Разумеется, не в том смысле, что он занимал престол московских великий князей, а затем и царский престол не по праву. С правом как раз все было в порядке до тех пор, пока оно не было попрано самим царем Иваном возведением им в сан великого князя всея Руси своего подданного татарских кровей Симеона Бекбулатовича. Симеон, внук астраханского хана Ахмата, а, следовательно, еще и потомок Чинчисхана к этому времени был самым знатным татарином на русской службе. В соответствии с тогдашним обыкновением, он носил царский титул, которому, правда, придавался существенно иной смысл, чем титулу царя Московского и всея Руси. Это обстоятельство, между тем, нимало не устраняло и не смягчало всю нелепость и дикость ситуации, созданной Иваном IV. Себя он в промежутке между 1575 и 1576 гг. неоднократно обозначал в качестве подданного нового государя, бил ему челом. И хотя подданство Ивана IV было игровое и скоморошное, Симеон Бекбулатович стал великим князем всея Руси по всей форме. Сколько-нибудь однозначных и надежных сведений о чине поставления Симеона на престол не сохранилось, но то, что оно имело место, сомнений, кажется, ни у кого не вызывало. Почему Иван IV пошел на такой шаг — это предмет размышлений и догадок множества историков1. Вопрос этот, при том что его закрыть не удается, наверное, и немаловажен. Однако гораздо важнее само происшедшее событие. Иван IV провозгласил Симеона Бекбулатовича великим князем без всяких на то оснований, хоть как-то понятных каждому. Без всякой специальной и убеждающей мотивировки, почему это было сделано в обход старшего царского сына Ивана Ивановича. Несмотря ни на какую свою знатность и даже родство с Иваном Васильевичем, Симеон Бекбулатович взялся как бы из ниоткуда. Поступил на русскую службу он только в 1562 г., будучи вплоть до 1577 г. Саином Бекбулатовичем. Так что русскости недавнего татарского хана к моменту занятия на русском престоле было всего-то тринадцать лет, тогда как православности два года. И ничего, это деяние сошло с рук Ивану Васильевичу. Без малого через год он свел новопоставленного князя с русского престола, выделив ему обширный и богатый удел.

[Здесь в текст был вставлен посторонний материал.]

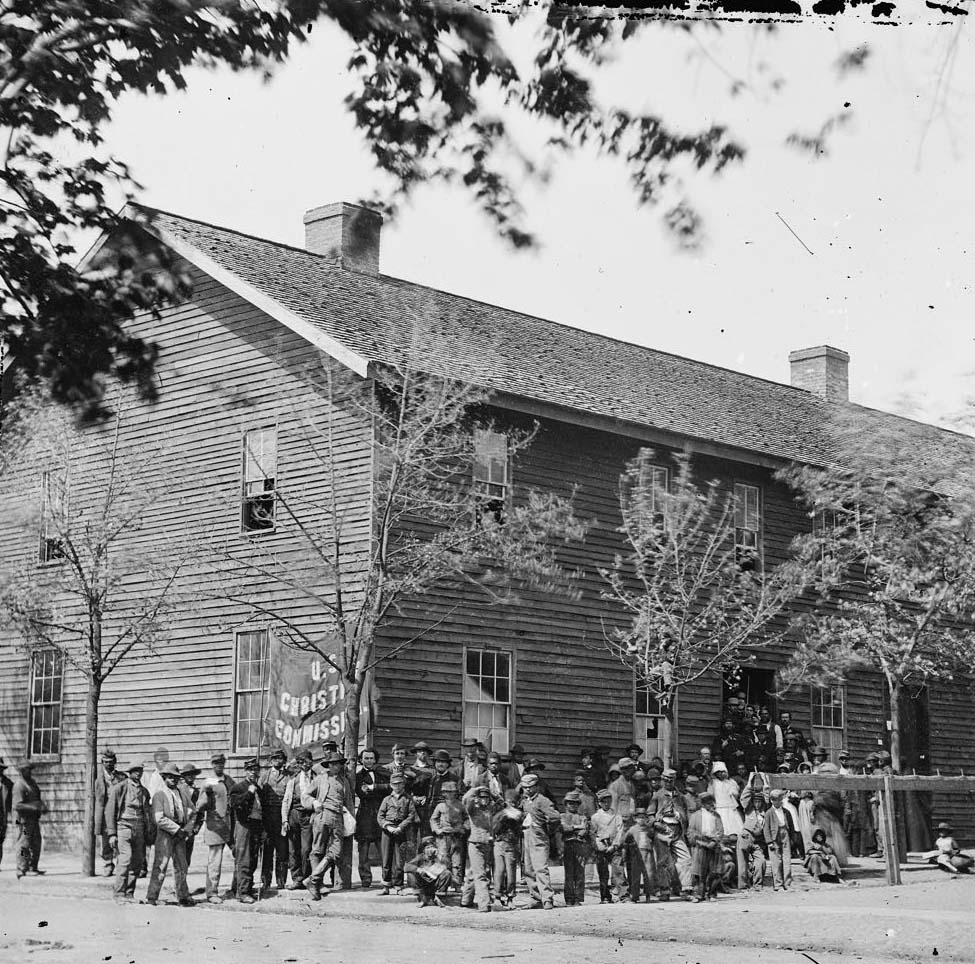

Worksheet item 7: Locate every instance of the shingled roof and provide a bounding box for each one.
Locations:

Казалось бы, было и прошло. Побезумствовал царь и пришел в ум. В действительности все было не совсем так. Прямое свидетельство этому то, что когда недоброй памяти царь уже шестнадцать лет как умер и пришел черед царствовать Борису Годунову, он счел за благо внести в текст вторичной присяги и подкрестной записи такие строки: «Царя Симеона Бекбулатовича и его детей с.. .> на Московское государство не хотяти видети, ни думати, ни мыслити...»2. В эту пору Борис Федорович на престоле сидел достаточно прочно, и не ему было опасаться соперничества как будто всеми забытого «царя» из татарских выходцев. Другое дело, что сам царский сан к этому времени потерял свою прочность и незыблемость. Если в «царях» побывал новокрещенный татарский хан, то кто тогда не царь? Понятно, что не каждый, и все-таки вопрос о том, кому должно быть царем, а кому это же самое строго заповедано, остается открытым. Положим, действительно его решить в праве только Земский собой и он вынес свое

1 См.: Мадриага И., де. Иван Грозный. Первый русский царь. — М., 2007. — С. 403.

2 Соловьев С. М. История России с древнейших времен. Кн. 4. — М., 1960. — С. 353.

решение в пользу Бориса Годунова. Но так ли уж однозначно и строго обязательно к исполнению его решение, если в «царях» до этого побывал Симеон Бекбулатович, а к тому же его как вполне реального соперника воспринимает сам царь. И потом, крайне мало вероятно, что мысль о правах на престол царя Симеона пришла в голову одному только Борису Федоровичу. В царях Симеон побывал каким-то невероятным образом, так почему бы ему не побывать еще раз? Поскольку такой вопрос вообще возникает — это и есть та самая линия-пунктир самозванчества, прочерченная в 1575 г. царем Иваном IV. Да, Симеон Бекбулатович в строгом смысле слова самозванцем не был. А царь Иван? Он сам вопреки всяким обыкновениям призвал на царство Симеона, призвал самозванно. И это не просто игра в слова. За ней стоит реальная фигура самозванца поневоле. Самозванство здесь частично и неустойчиво, в нем не достает полновесной реальности, однако оно и не мнимость. Что-то из самого существенного в самозванстве началось с Симеона Бекбулатовича.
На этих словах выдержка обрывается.